Une légende déjà présente dans l'oeuvre de Victor Hugo

Dans un communiqué publié mardi, l'association La Voix des Roms avertit : "Ces stéréotypes racistes de Roms voleurs d'enfants remontent au Moyen-Âge en France et ils ont déjà provoqué dans l'Histoire des crises de violences mortelles". En effet, en 1613 déjà, l'auteur espagnol Miguel de Cervantes racontait l'histoire de La Petite Gitane, une musicienne nomade enlevée et élevée par des gitans depuis sa plus tendre enfance. "Avant lui, d'autres auteurs vénitiens utilisent ce topo littéraire dans le théâtre. Et ce, dès le 15e siècle", analyse auprès de L'Express Marc Bordigoni, auteur de Gitans, Tsiganes, Roms... Idées reçues sur le monde du Voyage (aux éditions Le Cavalier bleu, réédité le mois prochain). 

Vient plus tard l'histoire de la belle Esmeralda, personnage de Notre Dame de Paris de Victor Hugo, également kidnappée par des Bohémiens alors qu'elle n'est qu'un nourrisson. Puis les faits divers, y compris dans la presse française, prennent le relais. "Au 19e et au 20e siècle, ces histoires étaient publiées dans des journaux, tels que Le Petit Journal Illustré, sans jamais fournir de preuves", explique le chercheur. A cela s'ajoutent les histoires de grands-mères, à l'intérieur comme à l'extérieur de la communauté, faisant planer sur les enfants qui s'éloigneraient du domicile la menace d'un kidnapping. "L'idée est toujours la même : ce sont ceux qui ne sont pas civilisés qui vont vous enlever." 

La légende urbaine fonctionne selon des mécanismes bien rodés, déjà analysés en 1969 à la suite de la célèbre "rumeur d'Orléans" - bruit selon lequel des jeunes femmes seraient enlevées dans des magasins, afin d'être livrées à des réseaux de prostitution étrangers.
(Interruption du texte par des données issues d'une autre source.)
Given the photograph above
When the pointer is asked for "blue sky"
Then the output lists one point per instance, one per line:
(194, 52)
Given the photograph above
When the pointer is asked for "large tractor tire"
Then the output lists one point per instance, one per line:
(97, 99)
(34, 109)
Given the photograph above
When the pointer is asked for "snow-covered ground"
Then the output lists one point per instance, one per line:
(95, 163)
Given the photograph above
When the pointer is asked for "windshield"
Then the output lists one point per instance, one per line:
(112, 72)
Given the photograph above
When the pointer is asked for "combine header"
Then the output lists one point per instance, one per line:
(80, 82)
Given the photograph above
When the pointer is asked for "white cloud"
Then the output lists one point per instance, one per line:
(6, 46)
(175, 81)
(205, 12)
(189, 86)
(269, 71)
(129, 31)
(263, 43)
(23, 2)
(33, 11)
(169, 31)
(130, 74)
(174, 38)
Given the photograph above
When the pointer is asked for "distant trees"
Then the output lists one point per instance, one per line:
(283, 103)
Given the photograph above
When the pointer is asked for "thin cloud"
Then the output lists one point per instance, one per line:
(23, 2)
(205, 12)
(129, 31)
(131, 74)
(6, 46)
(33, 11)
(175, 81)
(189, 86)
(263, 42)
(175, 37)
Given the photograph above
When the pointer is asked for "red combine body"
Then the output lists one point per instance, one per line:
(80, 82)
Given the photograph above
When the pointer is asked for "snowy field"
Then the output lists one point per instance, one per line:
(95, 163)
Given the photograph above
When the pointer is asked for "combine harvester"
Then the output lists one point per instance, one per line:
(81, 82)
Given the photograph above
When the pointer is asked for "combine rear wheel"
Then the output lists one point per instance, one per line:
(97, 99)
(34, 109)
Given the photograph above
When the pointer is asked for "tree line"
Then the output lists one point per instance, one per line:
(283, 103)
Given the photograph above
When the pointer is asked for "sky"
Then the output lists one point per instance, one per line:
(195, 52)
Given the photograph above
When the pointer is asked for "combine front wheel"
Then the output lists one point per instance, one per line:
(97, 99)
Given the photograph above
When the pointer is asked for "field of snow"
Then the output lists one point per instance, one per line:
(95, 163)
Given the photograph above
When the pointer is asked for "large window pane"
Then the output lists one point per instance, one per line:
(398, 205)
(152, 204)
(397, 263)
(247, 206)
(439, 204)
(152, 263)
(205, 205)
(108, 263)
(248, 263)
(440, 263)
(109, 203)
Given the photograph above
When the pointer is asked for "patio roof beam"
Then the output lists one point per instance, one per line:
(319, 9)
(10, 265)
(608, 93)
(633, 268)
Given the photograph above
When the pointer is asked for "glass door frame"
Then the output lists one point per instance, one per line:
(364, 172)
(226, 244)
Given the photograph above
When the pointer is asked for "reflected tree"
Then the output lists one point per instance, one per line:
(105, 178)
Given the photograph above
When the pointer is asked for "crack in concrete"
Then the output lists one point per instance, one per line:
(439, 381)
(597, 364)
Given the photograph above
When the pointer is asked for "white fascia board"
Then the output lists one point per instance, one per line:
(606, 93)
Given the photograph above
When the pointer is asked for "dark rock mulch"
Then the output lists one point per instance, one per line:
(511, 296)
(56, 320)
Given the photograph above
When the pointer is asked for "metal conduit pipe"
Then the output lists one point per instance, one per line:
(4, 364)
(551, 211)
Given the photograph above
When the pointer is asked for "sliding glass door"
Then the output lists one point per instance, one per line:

Derrière cette "traite des blanches", sont incriminés les propriétaires de ces commerces. Des juifs, qui ne tardent pas à être pris pour cible, tant par des citoyens, que par des associations et partis politiques. "Il aura fallu quinze jours à peine pour fabriquer un mythe, régresser de quelques siècles, effacer raison, culture et sagesse, réinventer le racisme, céder enfin au délire", analyse Edgar Morin, dans les colonnes du Monde, en décembre 1969. 

Changez "traite des blanches" par "trafic d'organes", et "juifs" par "Roms" ou "Roumains" - le second qualificatif désignant à tort le premier - et on retrouve l'essence de cette rumeur, qu'elle se soit réveillée à Bondy, Aulnay-sous-Bois ou Colombes. "Roms ou juifs, on vise une minorité mise à la marge", regrette Manon Fillonneau de Romeurope. "On frappe une fois de plus sur les plus faibles", abonde Marc Bordigoni. 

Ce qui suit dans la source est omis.